Wichtig ist in diesem Stadium der Erzählung, dass die Öffentlichkeit einschließlich seiner Studienfreunde Nathanaels Leidenschaft für die Professorentochter ob deren »Stumpfsinn« (30/[33]) zwar für eigentümlich oder gar deviant (also für nur besonders schwer abweichend vom üblichen Standard), keineswegs aber für pathologisch (also für seelisch krank) hält, weil tatsächlich niemand in dieser Figur eine Puppe bzw. einen Automaten erkennt. Als scheinbar echter Mensch, als Frau aus Fleisch und Blut, erscheint sie nicht nur dem liebestollen Nathanael, sondern auch »der Gesellschaft«, die sich erst später für diesen Betrug an Spalanzani zu rächen weiß. Nur deshalb, weil die beiden Automaten-Ingenieure gute Arbeit geleistet hatten, kann die Katastrophe in Gang gesetzt werden. Natürlich leistet sich Hoffmann mit dieser Konstellation auch eine Kritik am zeitgenössischen (allerdings bröckelnden) Frauenideal, das in der intellektuellen Passivität und körperlichen Makellosigkeit seine wesentlichen Elemente hatte: Nicht allein Nathanael sitzt seinen Vorurteilen und seinen Bedürfnissen auf. Auf dieser Ebene ist der psychisch Erkrankende nur die Allegorie einer in ihre Konventionen verstrickten Gesellschaft (vgl. auch Hilpert 2013).

Zugleich besteht eine entscheidende Voraussetzung für diese Art des Missbrauchs von Vorurteilen zu experimentellen Zwecken in der herausragenden technischen Leistung Spalanzanis und Coppolas, die dem Automaten Olimpia zu einem überzeugenden Anschein von Leben verhelfen. Hatte Nathanael Clara als »lebloses […] Automat« (24/[25]) beschimpft, weil sie seinem Glauben an das radikale Böse als metaphysische Macht kein Verständnis entgegenbringen konnte und wollte, so schenkt er der Lebendigkeit des tatsächlichen Automaten Olimpia deshalb Glauben, weil dieser seine Bedürfnisse nach Projektion bedingungslos erfüllt.

Dieser vom Experimentator Spalanzani beförderte Prozess der Verbindung zwischen Nathanael und der singenden und spielenden Puppe Olimpia geht so weit, dass der junge Student zu einer Verlobung entschlossen ist.
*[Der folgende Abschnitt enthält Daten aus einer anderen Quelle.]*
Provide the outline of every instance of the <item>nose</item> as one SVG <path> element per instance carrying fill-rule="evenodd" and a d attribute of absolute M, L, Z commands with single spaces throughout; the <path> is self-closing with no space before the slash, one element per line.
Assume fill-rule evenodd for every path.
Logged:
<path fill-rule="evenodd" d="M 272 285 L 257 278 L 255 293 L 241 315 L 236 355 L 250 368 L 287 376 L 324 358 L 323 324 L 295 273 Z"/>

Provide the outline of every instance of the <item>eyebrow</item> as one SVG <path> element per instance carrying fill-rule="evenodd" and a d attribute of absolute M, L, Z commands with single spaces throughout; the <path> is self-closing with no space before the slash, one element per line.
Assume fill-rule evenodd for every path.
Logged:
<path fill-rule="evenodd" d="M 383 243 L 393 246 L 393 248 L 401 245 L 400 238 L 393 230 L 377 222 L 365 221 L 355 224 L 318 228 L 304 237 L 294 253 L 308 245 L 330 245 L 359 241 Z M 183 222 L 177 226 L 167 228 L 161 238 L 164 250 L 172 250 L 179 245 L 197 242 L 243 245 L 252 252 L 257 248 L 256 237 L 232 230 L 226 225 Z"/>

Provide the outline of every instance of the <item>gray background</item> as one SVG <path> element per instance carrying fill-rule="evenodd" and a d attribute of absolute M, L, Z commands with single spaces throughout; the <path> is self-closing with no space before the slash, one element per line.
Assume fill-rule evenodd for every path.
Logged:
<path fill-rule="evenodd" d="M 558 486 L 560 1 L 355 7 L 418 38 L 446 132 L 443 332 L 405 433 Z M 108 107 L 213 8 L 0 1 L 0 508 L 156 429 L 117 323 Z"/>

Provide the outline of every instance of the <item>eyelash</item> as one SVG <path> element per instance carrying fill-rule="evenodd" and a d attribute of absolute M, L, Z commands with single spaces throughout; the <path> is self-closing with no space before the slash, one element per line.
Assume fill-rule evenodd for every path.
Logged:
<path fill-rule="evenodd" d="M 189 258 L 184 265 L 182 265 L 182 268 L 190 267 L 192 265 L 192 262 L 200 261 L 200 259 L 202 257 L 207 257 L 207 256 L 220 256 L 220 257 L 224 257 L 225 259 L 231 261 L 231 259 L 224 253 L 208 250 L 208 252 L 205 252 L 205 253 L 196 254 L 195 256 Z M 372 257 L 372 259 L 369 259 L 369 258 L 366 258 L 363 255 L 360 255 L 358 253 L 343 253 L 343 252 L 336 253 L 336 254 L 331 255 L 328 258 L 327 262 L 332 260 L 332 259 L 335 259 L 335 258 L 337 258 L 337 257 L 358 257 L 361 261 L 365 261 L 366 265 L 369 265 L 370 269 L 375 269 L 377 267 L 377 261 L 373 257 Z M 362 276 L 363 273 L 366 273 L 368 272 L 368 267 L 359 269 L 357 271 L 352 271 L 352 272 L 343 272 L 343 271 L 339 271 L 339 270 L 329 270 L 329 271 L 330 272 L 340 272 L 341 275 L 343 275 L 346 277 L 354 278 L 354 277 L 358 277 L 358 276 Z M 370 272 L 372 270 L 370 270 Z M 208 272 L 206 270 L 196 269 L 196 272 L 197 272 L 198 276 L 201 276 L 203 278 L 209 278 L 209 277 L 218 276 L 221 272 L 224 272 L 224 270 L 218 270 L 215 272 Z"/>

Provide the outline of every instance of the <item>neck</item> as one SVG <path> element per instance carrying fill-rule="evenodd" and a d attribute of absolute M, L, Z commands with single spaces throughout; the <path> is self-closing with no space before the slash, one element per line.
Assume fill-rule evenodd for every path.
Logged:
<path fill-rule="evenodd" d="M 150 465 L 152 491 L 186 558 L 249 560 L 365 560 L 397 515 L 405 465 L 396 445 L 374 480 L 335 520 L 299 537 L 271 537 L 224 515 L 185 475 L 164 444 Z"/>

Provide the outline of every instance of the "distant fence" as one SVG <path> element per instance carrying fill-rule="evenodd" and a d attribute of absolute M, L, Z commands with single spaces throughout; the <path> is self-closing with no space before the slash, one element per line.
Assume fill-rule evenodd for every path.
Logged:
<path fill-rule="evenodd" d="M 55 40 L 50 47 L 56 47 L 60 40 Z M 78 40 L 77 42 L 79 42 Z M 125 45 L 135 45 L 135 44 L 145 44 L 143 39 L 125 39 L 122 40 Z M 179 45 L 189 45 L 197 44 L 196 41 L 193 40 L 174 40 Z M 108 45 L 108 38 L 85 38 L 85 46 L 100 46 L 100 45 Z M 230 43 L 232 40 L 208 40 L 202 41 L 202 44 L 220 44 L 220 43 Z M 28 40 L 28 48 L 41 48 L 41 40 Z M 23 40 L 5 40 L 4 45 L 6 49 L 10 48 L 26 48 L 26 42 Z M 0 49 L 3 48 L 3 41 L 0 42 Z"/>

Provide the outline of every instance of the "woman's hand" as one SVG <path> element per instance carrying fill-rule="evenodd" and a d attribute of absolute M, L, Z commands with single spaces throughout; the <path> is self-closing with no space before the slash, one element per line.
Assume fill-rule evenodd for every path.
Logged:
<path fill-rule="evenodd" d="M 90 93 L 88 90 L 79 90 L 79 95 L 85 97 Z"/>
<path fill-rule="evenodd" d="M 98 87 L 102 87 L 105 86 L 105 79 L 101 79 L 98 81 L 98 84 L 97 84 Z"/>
Im Moment der geplanten Ringübergabe aber, die den Erfolg des Menschenexperimentes besiegelte, streiten sich die beiden Urheber der täuschend echten Menschenpuppe um ihre Leistungsanteile. Ausgetragen wird dieser Streit zwischen Spalanzani und Coppola an dem Automaten selbst, dessen Besitz und die daran sich anschließenden Einnahmen von beiden beansprucht werden. In ihrem enthemmten Ehrgeiz und Besitzanspruch, als Sinnbild der egoistischen Fundierung aller aufklärerischen Forschung, zerstören sie den Automaten. Und erst durch diese Zerrüttung wird Olimpia für den hinzukommenden Nathanael als Automat, als leblose Puppe erkennbar. Doch nicht diese Erkenntnis selbst wird zur Ursache für die manifeste Störung des Protagonisten. Erst Spalanzanis Aufforderung, den mit der Puppe flüchtenden Coppola zu verfolgen, weil der sein Lebenswerk zerstört und entwendet habe, und die Bekräftigung dieses Befehls durch das Bewerfen Nathanaels mit den am Boden liegenden künstlichen Augen, zerrütten die Psyche des hintergangenen Liebhabers: »Da packte ihn der Wahnsinn mit glühenden Krallen und fuhr in sein Inneres hinein Sinn und Gedanken zerreißend« (32/[38]). Erstmals äußert sich dieser psychische Verfall auch in Gewalt gegen andere: Nathanael versucht, Spalanzani zu erwürgen.